Beware of the shiny new things
Dear Editor:
Many Maine towns are not prepared for a shiny new thing to come along, promising tax relief and jobs; Wiscasset has two.
Both a data center and geothermal technologies are unlikely subjects in comprehensive planning, let alone towns' land use ordinances.
In the case of Wiscasset, two proposed projects are a spit away from a fault line that existed long before Maine Yankee promised free electricity. That shiny new thing lasted 25 years, leaving spent fuel rods in its wake.
According to a Nuclear Regulatory Commission file, a fault line runs along the back river of the Sheepscot River, a stone's throw from Peregrine's proposed geothermal project that would poke the earth maybe a mile down.

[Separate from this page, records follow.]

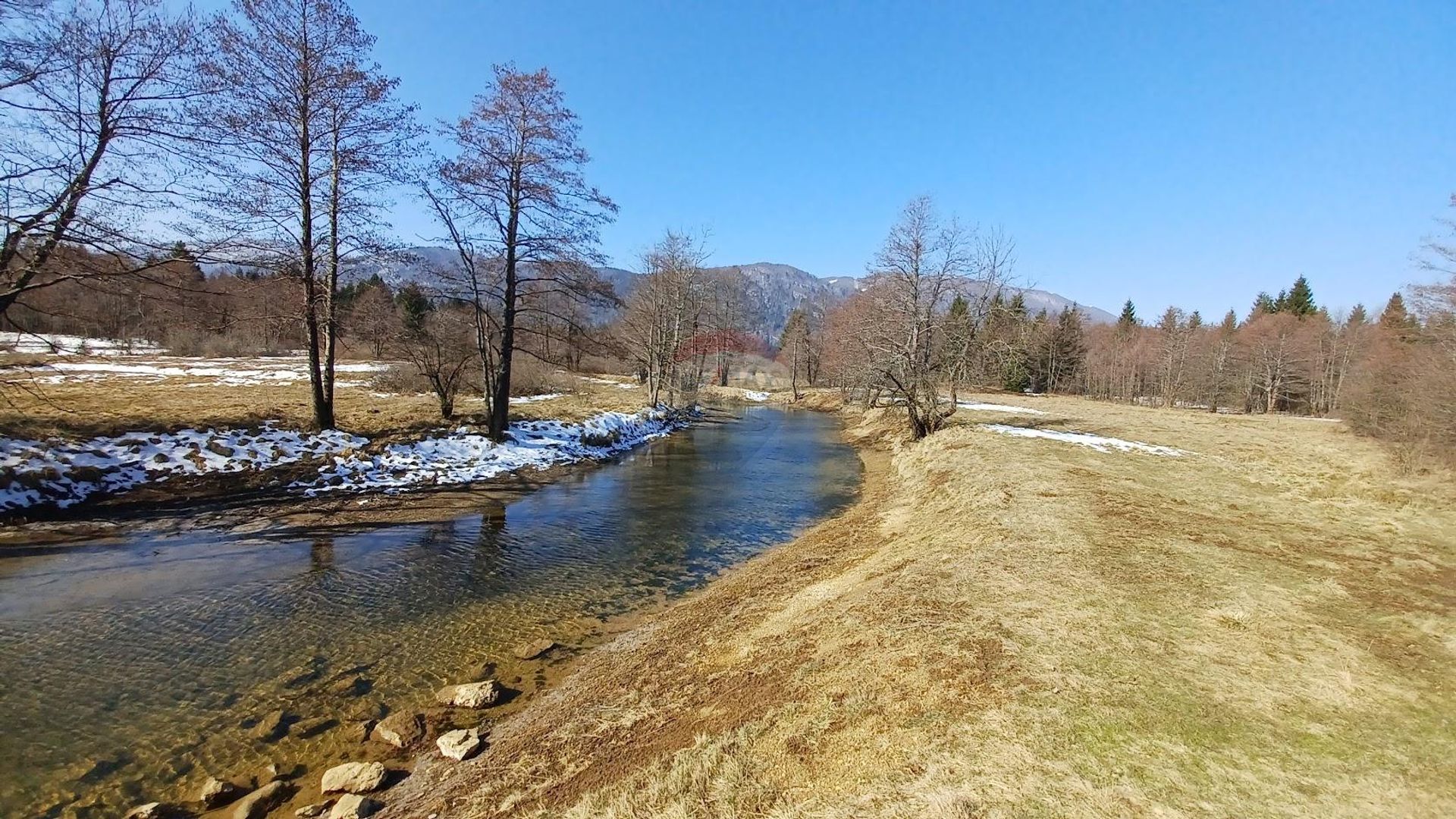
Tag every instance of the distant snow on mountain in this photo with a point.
(781, 287)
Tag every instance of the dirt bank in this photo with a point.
(1019, 626)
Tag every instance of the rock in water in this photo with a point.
(218, 793)
(400, 730)
(353, 777)
(460, 745)
(258, 803)
(273, 726)
(354, 806)
(471, 694)
(533, 649)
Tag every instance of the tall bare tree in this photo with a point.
(924, 264)
(89, 120)
(517, 205)
(308, 139)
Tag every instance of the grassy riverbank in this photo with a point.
(1003, 626)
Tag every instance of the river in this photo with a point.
(131, 668)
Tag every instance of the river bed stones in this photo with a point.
(471, 694)
(533, 649)
(258, 803)
(400, 729)
(353, 777)
(218, 793)
(273, 726)
(460, 745)
(354, 806)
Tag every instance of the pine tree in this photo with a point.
(1301, 299)
(1263, 303)
(1397, 318)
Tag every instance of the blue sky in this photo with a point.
(1150, 150)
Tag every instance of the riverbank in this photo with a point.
(235, 457)
(1053, 608)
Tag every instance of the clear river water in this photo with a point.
(131, 668)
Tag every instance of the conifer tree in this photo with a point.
(1301, 299)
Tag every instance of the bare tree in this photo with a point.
(661, 312)
(306, 136)
(89, 120)
(522, 215)
(921, 268)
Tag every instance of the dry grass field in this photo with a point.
(1264, 626)
(114, 406)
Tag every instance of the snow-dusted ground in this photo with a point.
(209, 372)
(998, 407)
(465, 457)
(63, 471)
(533, 398)
(55, 344)
(1100, 444)
(609, 382)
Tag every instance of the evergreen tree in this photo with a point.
(1397, 318)
(1301, 299)
(416, 306)
(1263, 303)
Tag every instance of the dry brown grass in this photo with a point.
(1011, 627)
(118, 406)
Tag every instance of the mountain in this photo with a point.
(780, 287)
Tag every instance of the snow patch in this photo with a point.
(542, 397)
(55, 344)
(1100, 444)
(465, 457)
(998, 409)
(66, 471)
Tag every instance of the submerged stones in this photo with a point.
(258, 803)
(533, 649)
(353, 777)
(471, 694)
(400, 730)
(354, 806)
(460, 745)
(218, 793)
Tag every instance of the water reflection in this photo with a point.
(127, 668)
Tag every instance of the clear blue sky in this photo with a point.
(1147, 150)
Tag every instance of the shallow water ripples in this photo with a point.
(130, 668)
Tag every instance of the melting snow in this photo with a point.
(998, 409)
(1100, 444)
(55, 344)
(542, 397)
(465, 457)
(228, 372)
(64, 471)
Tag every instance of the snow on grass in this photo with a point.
(1100, 444)
(55, 344)
(220, 372)
(532, 398)
(465, 457)
(64, 471)
(984, 407)
(609, 382)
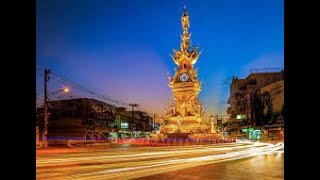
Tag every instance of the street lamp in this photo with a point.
(46, 115)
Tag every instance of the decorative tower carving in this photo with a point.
(186, 114)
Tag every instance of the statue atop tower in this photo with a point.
(186, 114)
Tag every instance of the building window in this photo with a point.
(124, 125)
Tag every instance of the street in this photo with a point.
(234, 160)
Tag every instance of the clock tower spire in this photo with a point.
(186, 114)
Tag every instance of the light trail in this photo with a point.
(138, 163)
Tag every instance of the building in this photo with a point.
(83, 119)
(128, 121)
(244, 109)
(185, 115)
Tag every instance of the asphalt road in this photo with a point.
(156, 162)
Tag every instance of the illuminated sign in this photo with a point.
(241, 116)
(124, 125)
(245, 130)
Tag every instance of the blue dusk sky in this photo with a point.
(121, 48)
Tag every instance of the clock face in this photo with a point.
(184, 77)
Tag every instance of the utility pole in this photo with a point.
(132, 106)
(45, 129)
(154, 121)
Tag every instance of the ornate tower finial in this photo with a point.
(185, 37)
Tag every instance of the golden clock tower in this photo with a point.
(185, 115)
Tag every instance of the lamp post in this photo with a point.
(46, 115)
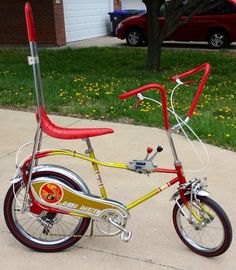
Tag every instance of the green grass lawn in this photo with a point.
(87, 82)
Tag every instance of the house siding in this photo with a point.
(49, 22)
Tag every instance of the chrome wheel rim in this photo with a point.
(209, 236)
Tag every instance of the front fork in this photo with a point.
(194, 189)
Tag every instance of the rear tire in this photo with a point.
(30, 231)
(210, 238)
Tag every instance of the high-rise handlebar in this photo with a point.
(148, 87)
(205, 67)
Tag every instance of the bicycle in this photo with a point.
(49, 208)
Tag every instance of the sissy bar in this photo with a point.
(33, 60)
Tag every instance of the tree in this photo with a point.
(174, 9)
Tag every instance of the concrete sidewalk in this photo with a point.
(155, 244)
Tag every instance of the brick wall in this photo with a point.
(46, 14)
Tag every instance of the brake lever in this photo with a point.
(139, 101)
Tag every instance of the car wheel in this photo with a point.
(134, 37)
(218, 39)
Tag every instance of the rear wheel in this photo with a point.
(47, 232)
(211, 237)
(134, 37)
(218, 39)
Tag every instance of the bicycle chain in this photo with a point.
(79, 236)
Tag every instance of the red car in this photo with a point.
(217, 26)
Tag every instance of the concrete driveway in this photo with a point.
(155, 245)
(109, 41)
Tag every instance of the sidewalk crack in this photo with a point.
(149, 261)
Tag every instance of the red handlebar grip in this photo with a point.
(148, 87)
(30, 23)
(206, 68)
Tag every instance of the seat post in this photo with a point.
(91, 153)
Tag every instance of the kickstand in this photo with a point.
(92, 227)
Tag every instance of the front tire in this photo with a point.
(209, 238)
(30, 229)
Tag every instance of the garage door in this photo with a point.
(132, 4)
(86, 18)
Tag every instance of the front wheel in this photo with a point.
(209, 237)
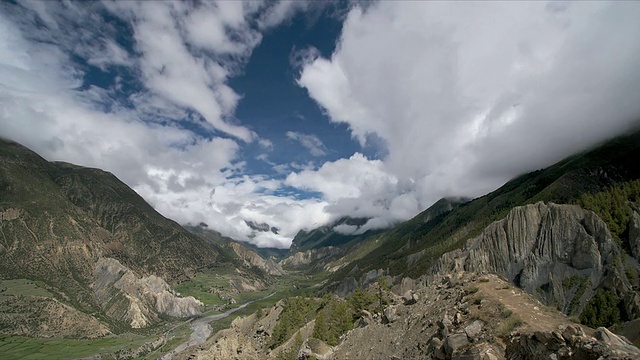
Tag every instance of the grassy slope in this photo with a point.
(609, 164)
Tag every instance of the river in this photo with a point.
(202, 329)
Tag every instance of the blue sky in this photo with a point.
(297, 113)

And then there's the data center, which requires an enormous amount of water and electricity, with potential to impact the temperature of the Sheepscot.
Familiarly known as the Robinhood Fault, this was the epicenter of a 1979 earthquake felt as far away as Portland, and announced by Walter Cronkite on national news (he pronounced Wiscasset wis-CASSETTE).
Risk analysis ought to be considered by all the towns who share the river, including Georgetown, Westport and Southport islands, Edgecomb and Boothbay, not just Wiscasset, whose website boasts the Sheepscot as its biggest asset.